Hi There,
I am using my university’s HPC cluster and there is a time limit per job. So I ran the train method of the Trainer class with resume_from_checkpoint=MODEL and resumed the training. The following is the code for resuming. To prevent CUDA out of memory errors, we set param.requires_grad = False in the model as before resuming.
training_args = TrainingArguments(
logging_steps=500,
save_steps=500,
eval_steps=500,
output_dir='/home/groups/group_a/yuspqr/result/'+NAME+'.global',
num_train_epochs=3, # total # of training epochs
adam_epsilon=1e-6,
per_device_train_batch_size=REAL_BS, # batch size per device during training
per_device_eval_batch_size=REAL_BS, # batch size for evaluation
warmup_steps=500, # number of warmup steps for learning rate scheduler
weight_decay=0.01, # strength of weight decay
gradient_accumulation_steps=ACCUM_NUM, # directory for storing logs
#gradient_checkpointing=True,
dataloader_num_workers=4,
fp16=True,
learning_rate=RL,
do_train=True,
do_eval=True,
logging_dir='/home/users/yuspqr/runs/'+NAME+'/',
report_to='tensorboard',
evaluation_strategy='steps',
logging_strategy='steps',
save_strategy='steps',
)
import glob
def latest_checkpoint(path):
cl=glob.glob(path)
max_digit=max([len(i) for i in cl])
return max([i for i in cl if len(i)==max_digit])
MODEL=latest_checkpoint('/home/groups/group_a/yuspqr/result/'+NAME+'.global/*')
model = RobertaLongForSequenceClassification.from_pretrained(MODEL)
for param in model.roberta.embeddings.parameters():
param.requires_grad = False
for layer in model.roberta.encoder.layer[:8]:
for param in layer.parameters():
param.requires_grad = False
trainer = Trainer(
model=model, # the instantiated 🤗 Transformers model to be trained
args=training_args, # training arguments, defined above
train_dataset=train_dataset, # training dataset
eval_dataset=val_dataset, # evaluation dataset
)
trainer.train(resume_from_checkpoint=MODEL)
Here I got the following error.
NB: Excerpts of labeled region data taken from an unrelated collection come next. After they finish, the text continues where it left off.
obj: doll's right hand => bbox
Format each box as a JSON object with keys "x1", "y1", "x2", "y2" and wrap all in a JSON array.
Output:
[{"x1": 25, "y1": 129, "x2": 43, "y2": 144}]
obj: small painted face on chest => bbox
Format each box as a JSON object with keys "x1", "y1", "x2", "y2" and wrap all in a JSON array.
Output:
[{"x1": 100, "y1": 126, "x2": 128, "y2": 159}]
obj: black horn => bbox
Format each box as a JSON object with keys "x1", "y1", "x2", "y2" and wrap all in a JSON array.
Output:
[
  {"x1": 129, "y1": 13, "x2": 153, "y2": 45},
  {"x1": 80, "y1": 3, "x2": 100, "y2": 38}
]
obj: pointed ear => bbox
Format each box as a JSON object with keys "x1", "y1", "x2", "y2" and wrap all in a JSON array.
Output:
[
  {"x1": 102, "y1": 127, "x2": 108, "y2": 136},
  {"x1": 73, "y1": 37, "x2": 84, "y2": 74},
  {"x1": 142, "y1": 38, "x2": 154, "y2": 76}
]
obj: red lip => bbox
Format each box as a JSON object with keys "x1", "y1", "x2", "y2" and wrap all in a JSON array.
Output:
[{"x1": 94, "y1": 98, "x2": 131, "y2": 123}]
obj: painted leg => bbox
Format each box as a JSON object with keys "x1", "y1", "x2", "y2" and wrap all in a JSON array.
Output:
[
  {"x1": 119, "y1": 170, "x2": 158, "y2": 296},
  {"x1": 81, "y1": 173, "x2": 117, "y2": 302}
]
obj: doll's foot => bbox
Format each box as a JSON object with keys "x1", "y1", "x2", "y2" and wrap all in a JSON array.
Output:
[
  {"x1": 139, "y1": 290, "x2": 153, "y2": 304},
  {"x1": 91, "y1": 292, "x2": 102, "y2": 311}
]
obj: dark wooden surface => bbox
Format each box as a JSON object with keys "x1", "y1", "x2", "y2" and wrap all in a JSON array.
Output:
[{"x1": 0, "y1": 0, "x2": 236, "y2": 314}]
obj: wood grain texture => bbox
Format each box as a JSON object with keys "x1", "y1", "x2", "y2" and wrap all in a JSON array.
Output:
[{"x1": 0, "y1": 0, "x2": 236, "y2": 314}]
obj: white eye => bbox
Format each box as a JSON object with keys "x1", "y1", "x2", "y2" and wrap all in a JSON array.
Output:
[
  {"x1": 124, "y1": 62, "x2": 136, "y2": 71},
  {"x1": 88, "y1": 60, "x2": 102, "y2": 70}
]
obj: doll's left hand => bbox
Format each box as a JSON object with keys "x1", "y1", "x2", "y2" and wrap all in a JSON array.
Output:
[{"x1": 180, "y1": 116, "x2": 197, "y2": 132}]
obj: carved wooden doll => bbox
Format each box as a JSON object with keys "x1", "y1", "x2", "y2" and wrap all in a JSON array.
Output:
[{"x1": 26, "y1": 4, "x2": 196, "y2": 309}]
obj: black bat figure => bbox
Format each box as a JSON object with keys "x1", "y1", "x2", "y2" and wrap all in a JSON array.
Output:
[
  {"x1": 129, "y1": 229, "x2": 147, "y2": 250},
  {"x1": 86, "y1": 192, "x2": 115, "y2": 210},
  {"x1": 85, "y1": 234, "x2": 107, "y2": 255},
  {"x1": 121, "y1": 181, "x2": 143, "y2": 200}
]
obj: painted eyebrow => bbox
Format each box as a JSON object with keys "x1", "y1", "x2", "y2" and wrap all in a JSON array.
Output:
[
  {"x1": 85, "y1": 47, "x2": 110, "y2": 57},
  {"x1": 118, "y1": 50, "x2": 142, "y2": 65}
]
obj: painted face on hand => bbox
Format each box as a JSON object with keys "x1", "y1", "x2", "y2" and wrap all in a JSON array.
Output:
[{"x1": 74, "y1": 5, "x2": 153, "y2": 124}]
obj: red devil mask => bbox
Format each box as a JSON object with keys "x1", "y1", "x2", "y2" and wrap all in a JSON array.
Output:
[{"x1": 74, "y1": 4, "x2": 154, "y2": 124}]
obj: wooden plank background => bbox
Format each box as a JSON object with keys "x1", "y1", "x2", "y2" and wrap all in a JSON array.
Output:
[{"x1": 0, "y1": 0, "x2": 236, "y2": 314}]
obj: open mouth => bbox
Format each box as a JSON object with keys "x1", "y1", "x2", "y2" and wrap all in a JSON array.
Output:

This happened after skipping the first batches.
Traceback (most recent call last):
File "longformer_processing_final2.py", line 209, in <module>
trainer.train(resume_from_checkpoint=MODEL)
File "/home/users/yuspqr/.local/lib/python3.6/site-packages/transformers/trainer.py", line 1332, in train
tr_loss_step = self.training_step(model, inputs)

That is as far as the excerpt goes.